Much of the Temple’s construction material was also donated by local citizens. The modest rectangular building was completed within a year. Its most distinctive feature is the Greek aedicula-type entrance way, with a pressed metal entablature and pediment surmounting two wooden Corinthian columns with plaster capitals. A plaque with the name “Temple Freda” is inserted in the wall beneath the portico, above the double entrance doors. The Parker Street facade has nicely detailed tan brick walls beneath a pressed metal classical entablature. The side and rear walls are red brick.

The brick walls, metal decorative elements, and wooden columns are all in need of repair.

Inside the arrangement was austere – a small vestibule flanked by restrooms opens to a simple rectangular hall, where the floor gently slopes to the bimah at the far end opposite the entrance. But the entire space was embellished with a series of simple but elegant stained-glass windows which prided a cool and calming light for the space. Many of these are memorial windows donated by congregants. There is a pressed metal ceiling, and a small meeting room is located at the back.  Few flanked a central aisle.

Bryan, Texas. Temple Freda. Interior. Photo: Timothy Hurst / The Eagle.

Bryan, Texas. Temple Freda. Exterior elevation by
Texas A & M courtesy HABS.






Despite the joyous dedication in 1913, the congregation struggled to survive, especially after the onset of the Great Depression in the 1930s. Despite a brief boom during World War II, decline continued until the move to College Station. As in many small towns, there was never a full-time rabbi.

That congregation has moved on. The building stopped serving as a regular Jewish house of worship back in the 1950s. Many of the congregants, and certainly almost all newly arriving Jews in the area, were affiliated with Texas A & M University; they began to attend a new Hillel synagogue on campus at nearby College Station. In 1968 Congregation Beth Shalom, was formed to serve the Jewish community of the Brazos Valley. Beth Shalom, which since 1990 is housed in a modest and attractive mid-century brick former church building, includes many Temple Freda members and maintains Temple Freda's Cemetery.

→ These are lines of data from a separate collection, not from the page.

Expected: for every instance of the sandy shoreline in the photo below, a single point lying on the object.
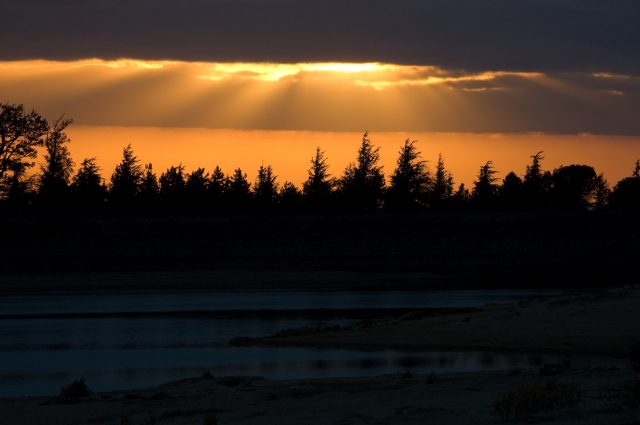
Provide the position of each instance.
(601, 323)
(454, 398)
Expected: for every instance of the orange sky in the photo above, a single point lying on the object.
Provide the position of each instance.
(289, 152)
(247, 114)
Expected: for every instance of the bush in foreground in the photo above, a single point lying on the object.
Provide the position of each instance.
(76, 389)
(529, 398)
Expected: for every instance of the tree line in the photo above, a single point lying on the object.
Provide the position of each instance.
(135, 188)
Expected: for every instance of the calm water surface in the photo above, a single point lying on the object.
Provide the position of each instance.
(146, 338)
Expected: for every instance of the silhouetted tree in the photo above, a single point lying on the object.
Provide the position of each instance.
(289, 198)
(442, 188)
(21, 134)
(18, 190)
(536, 185)
(574, 187)
(53, 190)
(511, 193)
(362, 184)
(217, 185)
(172, 189)
(149, 190)
(88, 190)
(602, 193)
(410, 181)
(626, 193)
(125, 181)
(265, 190)
(484, 189)
(319, 185)
(197, 192)
(237, 194)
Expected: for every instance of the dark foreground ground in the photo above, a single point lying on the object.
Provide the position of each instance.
(445, 250)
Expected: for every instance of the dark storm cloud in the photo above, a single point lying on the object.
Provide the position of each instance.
(542, 35)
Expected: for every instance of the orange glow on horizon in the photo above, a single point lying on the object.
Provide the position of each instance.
(289, 152)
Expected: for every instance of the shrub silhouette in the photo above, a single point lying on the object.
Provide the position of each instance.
(76, 389)
(529, 398)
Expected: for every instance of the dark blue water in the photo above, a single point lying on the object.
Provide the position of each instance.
(141, 339)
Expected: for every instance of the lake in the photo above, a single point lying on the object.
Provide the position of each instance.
(136, 339)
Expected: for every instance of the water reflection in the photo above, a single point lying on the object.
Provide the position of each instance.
(134, 340)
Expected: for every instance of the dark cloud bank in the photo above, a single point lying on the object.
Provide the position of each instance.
(543, 35)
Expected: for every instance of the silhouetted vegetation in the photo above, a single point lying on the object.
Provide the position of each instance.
(530, 398)
(76, 389)
(134, 189)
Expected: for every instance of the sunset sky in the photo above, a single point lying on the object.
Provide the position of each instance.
(251, 82)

Bryan, Texas. Temple Beth Shalom, 101 North Coulter Drive. Photo: Google Streetscapes.

Bryan, Texas. Temple Beth Shalom, 101 North Coulter Drive. Photo: Courtesy of Larry Dangott and Congregation Beth Shalom via Julian Preisler.

After regular Jewish use of Temple Freda ended, it was maintained for the congregation by a Texas A & M physicist William Bassichis, and for many decades served as an available public space often used by small congregations of various faiths. But without regular maintenance and some major repairs, the structure decayed. In 2013, amidst a boom in Downtown redevelopment, the citizens’ group “Friends of Temple Freda” was formed to save the building. Bassichis ceded management to the City of Bryan during the restoration process which after a period of organization, began in earnest in 2017.

For now, the stained-glass windows (some of which had already been damaged due to neglect or vandalism) and original furnishings have been removed for safe keeping while the building is stabilized and restoration work proceeds to repair the roof, reinforce the brick walls, and secure the overall exterior water handling  envelop.  Mechanical systems will also be upgraded as part of the restoration.

Bryan, Texas. Temple Freda. Photo: Brazos Heritage Society.

When restored, the building follow the path of many other rescued religious and public buildings around the country and serve as a venue for weddings, receptions, educational events, concerts, and more. In this, they will follow the example of "Save the Temple Committee" in Corsicana, which saved the synagogue there for community use back in 1987. Though no one could have predicted it at the time, that wonderful Moorish style building, which was re-furbished as secular space, now sometimes serves again as a place of Jewish worship, too.